That made a deep impression on me. Life had to have more meaning than that. The shock of his death, of him working himself to death, served as a wakeup call to me.
This type of lifestyle is all too common and I promised myself I would do things differently. And I did. I never smoked to relax or drank alcohol to cope. It was just seven months after he died that I discovered the bliss of an inner life. That changed everything.
If I found myself in a job where I couldn’t feel the joy of being, I would quit. I wasn’t going to go through life unhappy in what I did for a living. And by being committed to happiness in my work, I kept my inner life in a state of joy.
A career with an inner life is not something to be lived or experienced at some future date. It’s meant to be lived every minute of life, regardless of what you are doing.
The bottom line is that we are spiritual beings. The inner should always take precedence. If something in your outer life is smothering your inner life, then a change has to be made. Sometimes the change only has to be your perception. Sometimes the only change to be made is to bring awareness into what you do, and then do it wholeheartedly. I have found in my life, in numerous occupations, that doing something half-hearted takes much more effort than doing something wholeheartedly.

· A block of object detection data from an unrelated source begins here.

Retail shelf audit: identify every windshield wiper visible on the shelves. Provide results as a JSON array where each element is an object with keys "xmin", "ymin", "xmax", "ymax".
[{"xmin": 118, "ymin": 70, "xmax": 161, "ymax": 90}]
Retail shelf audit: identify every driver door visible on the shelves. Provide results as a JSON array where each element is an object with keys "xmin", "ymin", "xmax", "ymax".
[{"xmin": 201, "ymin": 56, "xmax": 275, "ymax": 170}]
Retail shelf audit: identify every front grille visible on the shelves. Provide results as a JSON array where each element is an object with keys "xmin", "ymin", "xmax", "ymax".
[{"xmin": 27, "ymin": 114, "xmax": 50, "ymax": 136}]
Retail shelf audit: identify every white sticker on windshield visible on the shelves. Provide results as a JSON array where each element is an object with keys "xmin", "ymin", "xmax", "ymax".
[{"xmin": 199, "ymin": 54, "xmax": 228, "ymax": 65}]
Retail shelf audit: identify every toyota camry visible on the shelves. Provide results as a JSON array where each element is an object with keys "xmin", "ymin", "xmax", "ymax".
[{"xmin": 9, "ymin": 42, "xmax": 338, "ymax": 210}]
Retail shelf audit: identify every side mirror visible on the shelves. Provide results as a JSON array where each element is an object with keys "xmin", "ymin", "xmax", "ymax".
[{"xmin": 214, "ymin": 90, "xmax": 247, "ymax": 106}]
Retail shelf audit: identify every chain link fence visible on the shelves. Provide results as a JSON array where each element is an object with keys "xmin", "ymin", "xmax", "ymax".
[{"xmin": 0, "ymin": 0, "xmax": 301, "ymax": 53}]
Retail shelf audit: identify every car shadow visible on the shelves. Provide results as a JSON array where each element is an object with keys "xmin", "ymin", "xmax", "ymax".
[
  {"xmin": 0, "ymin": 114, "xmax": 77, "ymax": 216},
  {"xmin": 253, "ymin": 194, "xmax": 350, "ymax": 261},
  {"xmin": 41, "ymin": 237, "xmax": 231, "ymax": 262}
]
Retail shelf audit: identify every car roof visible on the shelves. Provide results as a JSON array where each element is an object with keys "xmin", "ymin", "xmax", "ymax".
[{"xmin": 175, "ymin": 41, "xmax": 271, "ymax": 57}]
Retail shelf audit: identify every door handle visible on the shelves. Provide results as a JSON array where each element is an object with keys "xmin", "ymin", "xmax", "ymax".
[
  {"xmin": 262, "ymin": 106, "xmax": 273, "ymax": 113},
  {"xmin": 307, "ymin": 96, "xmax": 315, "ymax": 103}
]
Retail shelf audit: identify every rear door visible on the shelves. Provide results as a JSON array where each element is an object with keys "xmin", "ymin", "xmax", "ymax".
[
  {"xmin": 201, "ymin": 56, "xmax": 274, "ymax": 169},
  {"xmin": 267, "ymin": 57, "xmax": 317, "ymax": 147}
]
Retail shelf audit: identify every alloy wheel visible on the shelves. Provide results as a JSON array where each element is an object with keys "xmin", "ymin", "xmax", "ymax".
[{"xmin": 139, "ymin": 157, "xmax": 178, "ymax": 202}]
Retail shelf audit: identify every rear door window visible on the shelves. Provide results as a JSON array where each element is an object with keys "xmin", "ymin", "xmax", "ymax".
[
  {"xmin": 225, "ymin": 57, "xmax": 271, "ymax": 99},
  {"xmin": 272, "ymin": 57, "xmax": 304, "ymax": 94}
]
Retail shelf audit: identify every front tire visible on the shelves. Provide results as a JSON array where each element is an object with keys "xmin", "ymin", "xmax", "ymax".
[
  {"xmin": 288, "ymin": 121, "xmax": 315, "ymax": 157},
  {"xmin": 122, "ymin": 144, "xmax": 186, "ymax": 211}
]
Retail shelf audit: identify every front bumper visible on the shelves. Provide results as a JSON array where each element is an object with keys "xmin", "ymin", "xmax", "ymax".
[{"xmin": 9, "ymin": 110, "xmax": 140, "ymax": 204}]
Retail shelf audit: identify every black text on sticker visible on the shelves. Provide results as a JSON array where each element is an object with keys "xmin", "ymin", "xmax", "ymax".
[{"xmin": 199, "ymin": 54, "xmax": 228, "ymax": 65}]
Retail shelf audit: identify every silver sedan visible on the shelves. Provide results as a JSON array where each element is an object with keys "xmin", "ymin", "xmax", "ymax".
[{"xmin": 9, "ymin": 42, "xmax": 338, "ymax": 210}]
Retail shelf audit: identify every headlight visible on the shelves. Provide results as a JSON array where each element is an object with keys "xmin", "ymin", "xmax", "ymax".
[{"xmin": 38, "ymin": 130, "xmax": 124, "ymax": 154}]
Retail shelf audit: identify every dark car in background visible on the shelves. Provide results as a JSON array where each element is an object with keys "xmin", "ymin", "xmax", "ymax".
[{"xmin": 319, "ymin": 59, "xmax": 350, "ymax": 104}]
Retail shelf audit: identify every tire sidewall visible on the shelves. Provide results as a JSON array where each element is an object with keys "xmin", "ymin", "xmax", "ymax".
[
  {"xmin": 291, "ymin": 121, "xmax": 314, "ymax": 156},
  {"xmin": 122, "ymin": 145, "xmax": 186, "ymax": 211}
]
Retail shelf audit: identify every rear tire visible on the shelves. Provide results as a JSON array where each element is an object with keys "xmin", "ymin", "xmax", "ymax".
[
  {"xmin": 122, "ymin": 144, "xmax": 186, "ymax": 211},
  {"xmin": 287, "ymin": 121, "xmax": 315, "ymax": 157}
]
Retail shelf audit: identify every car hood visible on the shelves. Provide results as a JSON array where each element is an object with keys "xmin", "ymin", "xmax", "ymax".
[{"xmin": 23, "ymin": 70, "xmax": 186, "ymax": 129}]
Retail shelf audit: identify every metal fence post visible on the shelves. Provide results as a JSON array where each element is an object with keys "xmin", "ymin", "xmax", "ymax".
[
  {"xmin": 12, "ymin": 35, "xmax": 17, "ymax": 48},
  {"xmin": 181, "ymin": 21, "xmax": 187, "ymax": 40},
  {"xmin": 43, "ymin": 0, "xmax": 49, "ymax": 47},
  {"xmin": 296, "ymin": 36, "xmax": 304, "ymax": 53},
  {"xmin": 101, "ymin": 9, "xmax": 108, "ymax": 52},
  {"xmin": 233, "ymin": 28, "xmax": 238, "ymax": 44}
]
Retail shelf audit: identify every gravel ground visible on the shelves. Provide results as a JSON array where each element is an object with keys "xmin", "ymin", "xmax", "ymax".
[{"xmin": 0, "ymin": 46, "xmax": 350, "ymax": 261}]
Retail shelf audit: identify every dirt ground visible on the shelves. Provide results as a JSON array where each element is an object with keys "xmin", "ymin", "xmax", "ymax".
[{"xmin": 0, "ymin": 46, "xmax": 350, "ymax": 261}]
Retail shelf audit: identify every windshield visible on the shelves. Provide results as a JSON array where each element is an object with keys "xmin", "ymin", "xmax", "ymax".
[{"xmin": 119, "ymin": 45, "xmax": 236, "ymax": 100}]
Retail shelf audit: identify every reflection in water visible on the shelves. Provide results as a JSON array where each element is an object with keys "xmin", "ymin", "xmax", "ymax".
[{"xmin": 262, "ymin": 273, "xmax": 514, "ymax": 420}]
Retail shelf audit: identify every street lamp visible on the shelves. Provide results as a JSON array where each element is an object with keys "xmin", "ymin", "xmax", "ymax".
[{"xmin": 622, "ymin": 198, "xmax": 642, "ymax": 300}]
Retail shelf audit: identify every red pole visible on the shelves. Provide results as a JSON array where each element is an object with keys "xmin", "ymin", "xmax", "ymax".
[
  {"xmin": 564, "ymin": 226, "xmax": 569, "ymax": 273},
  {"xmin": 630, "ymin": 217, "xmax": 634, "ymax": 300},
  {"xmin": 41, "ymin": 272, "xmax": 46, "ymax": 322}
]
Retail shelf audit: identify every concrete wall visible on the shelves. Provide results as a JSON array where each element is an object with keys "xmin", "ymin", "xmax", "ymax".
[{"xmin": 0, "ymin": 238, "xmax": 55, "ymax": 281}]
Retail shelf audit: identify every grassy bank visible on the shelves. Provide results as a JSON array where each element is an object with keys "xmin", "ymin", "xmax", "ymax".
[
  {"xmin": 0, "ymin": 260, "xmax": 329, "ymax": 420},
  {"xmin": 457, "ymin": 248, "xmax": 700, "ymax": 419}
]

And it’s not nearly as enjoyable.
The reason for that is that when I do something wholeheartedly, I am connected to my source of being. I have an endless supply of energy. The work I do sustains rather than depletes. There is a certain joy in doing something with all of my heart. There are far less distractions, the time goes by quickly, and there is a certain satisfaction knowing that I am doing quality work. The work becomes an expression of my inner self. The inner has merged into the outer.
I once had a job that involved a lot of paper work. It was monotonous. I caught myself looking at my watch several times in the afternoon to see how many more hours or minutes I had left to endure. That was when I knew that I was not living in the present moment.
That night I cut a piece of paper that would fit perfectly over my watch dial. I glued it onto the watch crystal and I wrote the word “Now” on it.
The next day at work, whenever I looked at my watch to see how many more hours of work I had, I saw the word “Now.” It was a reminder to put my whole heart into what I was doing, to become fully engaged with the work. It served to keep me living in the present moment.
When you have experienced this state of being in your work, you are bringing inner awareness into it. Your work becomes a form of mysticism-an unclouded perception of Reality. Your consciousness is using your outer life as a form of expression. You are in the world but not of the world. It leads to the knowledge that you are not your body and not your mind-you are consciousness-which existed before you took birth and which will exist after you die.
The more consistently you can root yourself in your consciousness, the deeper will be your inner experience. This inner life correlates with the perception of oneness and the infinite intelligence that pervades life. This leads to an increase in intuition and synchronicity. You become aware of inner promptings.
If you live your life in this way I guarantee you will not go through a mid-life crisis. How could you with everyday filled with meaning and fulfillment?
Wherever you are in your life, and whatever you do in your life, you can start this now. The inner life is not something to be enjoyed in the future, but throughout life. You can experience it now. Life, every moment of it, is an opportunity to celebrate being alive.